Trump también había recibido una advertencia del Departamento de Justicia sobre la vulnerabilidad de Flynn ante presiones rusas dada la inconsistencia entre la realidad y sus versiones de lo sucedido. La verdad está documentada en transcripciones de las llamadas intervenidas por los servicios de inteligencia.
Pronto, la opinión pública también supo lo ocurrido gracias a informaciones de prensa, comenzando por el Washington Post, primer medio en divulgarlas. A partir de ese momento, ya la administración no tuvo ruta de escape y Trump pidió a Flynn la renuncia.
La caída de Flynn desde uno de los más altos e importantes cargos del gobierno estadounidense coincidió con revelaciones de contactos entre funcionarios de la campaña de Trump y otros allegados del entonces candidato con miembros de los servicios de inteligencia rusa.
Las inevitables comparaciones con el caso Watergate no se hicieron esperar, aunque parecen prematuras. Sin embargo, la administración no podrá evitar una serie de audiencias e investigaciones del Senado y de la Cámara de Representantes. Esa distracción está lejos de contribuir a dominar, en el futuro inmediato, el desorden y los sobresaltos del primer mes de gobierno.

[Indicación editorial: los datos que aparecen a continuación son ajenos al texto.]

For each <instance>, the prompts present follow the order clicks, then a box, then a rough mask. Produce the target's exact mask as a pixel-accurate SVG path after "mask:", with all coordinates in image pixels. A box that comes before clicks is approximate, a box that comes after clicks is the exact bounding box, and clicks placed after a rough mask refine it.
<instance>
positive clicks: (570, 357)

La prensa ya dio a conocer el ímpetu investigativo de varios legisladores, incluidas prominentes figuras del Partido Republicano, aunque el grueso de esa agrupación no se ha alejado del mandatario y podría resguardarlo de las consecuencias de un esfuerzo investigativo mayor.
Pero los riesgos son grandes y si la administración pierde apoyo de su base, los congresistas y senadores, especialmente los sometidos a procesos de reelección dentro de dos años, podrían abandonar el barco y preferir el protagonismo ofrecido a los investigadores legislativos por los medios de comunicación.

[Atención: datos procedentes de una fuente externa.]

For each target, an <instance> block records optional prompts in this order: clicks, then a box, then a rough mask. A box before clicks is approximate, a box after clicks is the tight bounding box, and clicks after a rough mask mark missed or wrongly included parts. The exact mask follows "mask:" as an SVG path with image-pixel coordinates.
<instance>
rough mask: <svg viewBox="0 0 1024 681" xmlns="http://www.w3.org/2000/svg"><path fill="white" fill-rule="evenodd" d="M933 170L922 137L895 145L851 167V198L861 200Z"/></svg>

Las preguntas formuladas para justificar las indagaciones recuerdan las interrogantes de inicios de la década de los 70. ¿Cuánto sabía el presidente y cuándo lo supo? Ojalá esas d udas sean despejadas con el menor trauma posible para evitarle a la gran potencia un periodo de inestabilidad en medio de los graves peligros que asoman en el escenario mundial. Ante todo, ojalá las instituciones estadounidenses y los políticos que las conducen encuentren medios para preservar ilesa la democracia y sus valores fundamentales.